A teologia das religiões reveladas costuma atribuir a Fé a um privilégio pessoal, dom ou graça. Não é por acaso. Os credos contêm tal número de fantasias e infantilidades, que só por dom ou graça, eles ganham assento no intelecto humano. Aqui a teologia fica escrava da psicologia. A tese da revelação, dom ou graça, é a racionalização da falácia conotativa, que reveste o discurso teológico. Deus existe porque o desejo, desejo-o porque o necessito. Logo, tem que existir. A sua graça revela-me essa evidência. Este é o habitual raciocínio em círculo em que assenta o pensamento religioso.

Qualquer criança aceita com complacência uma fé e não arrisca perdê-la. As cerimónias mágicas aprendidas na infância asseguram-lhe uma teofania que não consegue questionar. O adulto que desconhece a tradição, vê essa Fé como um desideratum pueril ou até, como uma brincadeira de mau gosto. As Igrejas sabem-no e por isso obstaculizam por todos os meios o debate intelectual e a informação sobre a origem e as pretensões epistemológicas dos seus credos.

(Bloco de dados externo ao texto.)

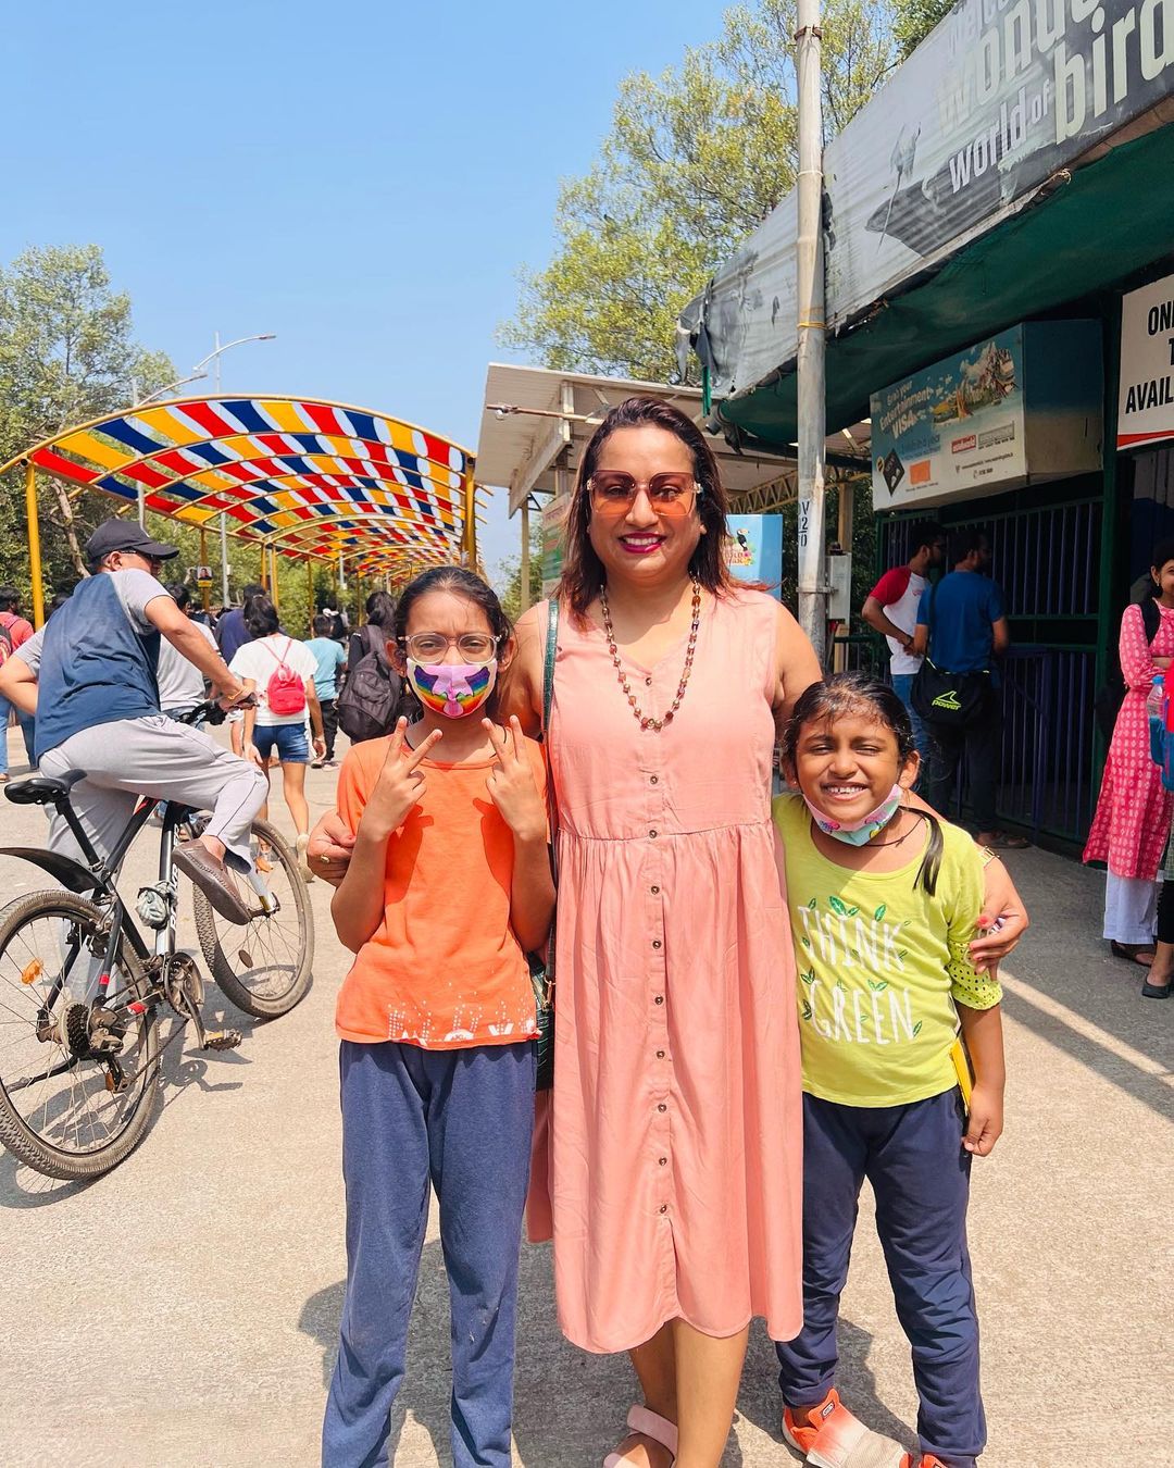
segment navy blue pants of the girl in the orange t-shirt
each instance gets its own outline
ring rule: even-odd
[[[342,1041],[348,1270],[324,1468],[387,1462],[430,1182],[452,1305],[452,1461],[508,1468],[534,1063],[533,1042],[430,1051]]]

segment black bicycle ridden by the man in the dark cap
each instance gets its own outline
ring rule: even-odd
[[[182,716],[223,718],[217,703]],[[179,882],[176,834],[195,837],[200,816],[142,797],[107,859],[98,856],[69,799],[85,771],[34,777],[4,787],[16,804],[51,804],[73,832],[85,863],[32,847],[0,856],[32,862],[65,890],[16,898],[0,912],[0,1142],[22,1163],[56,1179],[100,1177],[138,1147],[158,1097],[163,1051],[186,1025],[203,1050],[232,1050],[236,1029],[208,1031],[201,1017],[204,976],[176,950]],[[135,915],[116,881],[132,841],[161,806],[158,879],[139,888]],[[252,824],[247,925],[219,918],[195,888],[195,926],[223,994],[260,1020],[289,1013],[310,988],[314,918],[295,853],[266,821]],[[160,1045],[158,1011],[183,1023]]]

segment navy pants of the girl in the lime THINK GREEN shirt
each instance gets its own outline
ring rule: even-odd
[[[951,1468],[974,1468],[986,1445],[964,1129],[957,1091],[894,1107],[803,1097],[803,1333],[776,1346],[788,1406],[822,1402],[835,1384],[835,1323],[867,1177],[897,1315],[913,1348],[922,1452]]]

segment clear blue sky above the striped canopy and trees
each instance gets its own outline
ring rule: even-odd
[[[521,264],[550,255],[619,79],[721,4],[38,0],[4,19],[0,258],[95,242],[144,345],[229,390],[380,408],[475,448]],[[201,383],[200,388],[208,385]],[[483,553],[517,546],[490,511]]]

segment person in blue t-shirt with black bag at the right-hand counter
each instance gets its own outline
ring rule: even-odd
[[[989,672],[982,708],[961,728],[929,725],[929,777],[926,800],[942,815],[949,813],[958,763],[966,756],[970,804],[980,846],[1023,847],[1021,837],[995,826],[995,785],[999,777],[999,725],[1002,693],[996,659],[1011,646],[1002,587],[985,573],[991,565],[991,542],[971,527],[949,536],[947,565],[954,570],[922,593],[913,655],[929,655],[944,672]]]

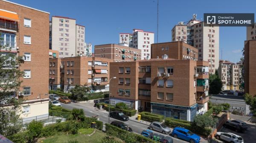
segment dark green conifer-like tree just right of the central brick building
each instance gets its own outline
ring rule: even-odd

A noção de deus, nas religiões monoteístas – um deus pessoal e criador -, é a mera extrapolação até ao infinito, do conjunto dos atributos finitos e contingentes do ser humano. Esta adjudicação sub specie infinitas atque aeternitatis dos atributos humanos, esbarra inevitavelmente na multitude de antinomias, que arruínam a noção de Deus, e provam a sua impossibilidade.

O inacabável debate sobre a teodiceia e a extenuante polémica de auxilliis, tão dramática como grotesca, bastam para substanciar o facto consumado do colapso do Deus infinito. Pese embora, ousassem exibir esta Divindade com barbas brancas.

 * referências: Gonzalo Ojea, Elogio ao Ateísmo.